Tyle wyniósł w III kw. udział sprzedaży internetowej w CCC…
…a tyle udział łącznych przychodów uzyskanych w Polsce.
– Odnotowaliśmy stabilny poziom przychodów mimo skrajnych anomalii pogodowych oraz solidną, 20-procentową rentowność EBITDA w segmencie CCC dzięki poprawie marży brutto i dyscyplinie kosztowej – i nie jest to nasze ostatnie słowo. Na uwagę zasługuje też dynamiczna ekspansja HalfPrice’a – 123 sklepów na 10 rynkach w 30 miesięcy – przy zdrowej, 10-procentowej marży EBITDA. Redukcja zapasów w grupie Modivo o 8 proc. r/r do 1,36 mld zł jest zgodna z planem i podtrzymujemy chęć zejścia poniżej 1 mld zł do końca roku obrotowego. Jednocześnie czwarty kwartał z rzędu obniżyliśmy zadłużenie w CCC – mówi Karol Półtorak.
– Nie wszystkie efekty optymalizacji kosztów było już widać w minionym kwartale, a widzimy jeszcze duży potencjał poprawy efektywności w wielu obszarach – sprzedaży, logistyce, marketingu – szczególnie za granicą. W Modivo oczekujemy wyraźnej poprawy od nowego sezonu w 2024 r., na razie jeszcze mniej więcej jedna trzecia zapasów to stare kolekcje – dodaje Łukasz Stelmach, dyrektor zarządzający ds. finansów CCC.

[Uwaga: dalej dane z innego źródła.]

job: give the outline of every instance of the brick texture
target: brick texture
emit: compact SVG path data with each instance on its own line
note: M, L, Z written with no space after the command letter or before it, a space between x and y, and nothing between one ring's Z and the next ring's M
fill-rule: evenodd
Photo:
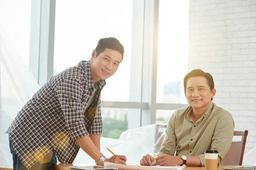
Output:
M189 71L213 76L213 102L230 111L236 130L256 147L256 0L190 0Z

Przychody grupy Modivo spadły w minionym kwartale o 4 proc. do 953 mln zł. 21-procentowy wzrost w szyldzie Modivo (do 278 mln zł) nie wystarczył przy 12-procentowym spadku w eObuwiu (do 675 mln zł). Strata operacyjna urosła dziesięciokrotnie do 60 mln zł, a 13 mln zł skorygowanego zysku EBITDA zamieniło się w 24 mln zł na minusie.
W II i III kw. motorem napędowym grupy był szyld CCC, a konkretnie restrukturyzacja jego kosztów. Natomiast IV kw. w spółce z reguły nie jest najlepszym okresem dla sprzedaży obuwia, bo ma tylko jeden mocny miesiąc: listopad. W grudniu nieszczególnie kupujemy buty, a styczeń to czas wyprzedaży. W związku z tym ciężar w grupie będzie przesunięty na HalfPrice i zastanawiam się, czy jest on w stanie udźwignąć spoczywające na nim oczekiwania – zwłaszcza pod względem marży operacyjnej będącej pod presją.
Odniosłam wrażenie, że spółka zasygnalizowała rewizję całorocznych oczekiwań przedstawionych na początku roku. Co do przyszłego roku – 19-procentowa podwyżka płacy minimalnej może przyczynić się do wzrostu przychodów CCC, ale na pewno wywrze presję na koszty. Pozytywne wydaje się natomiast uznanie za realne przeprowadzenie IPO [pierwszej oferty publicznej – red.] Modivo pod koniec 2024 r.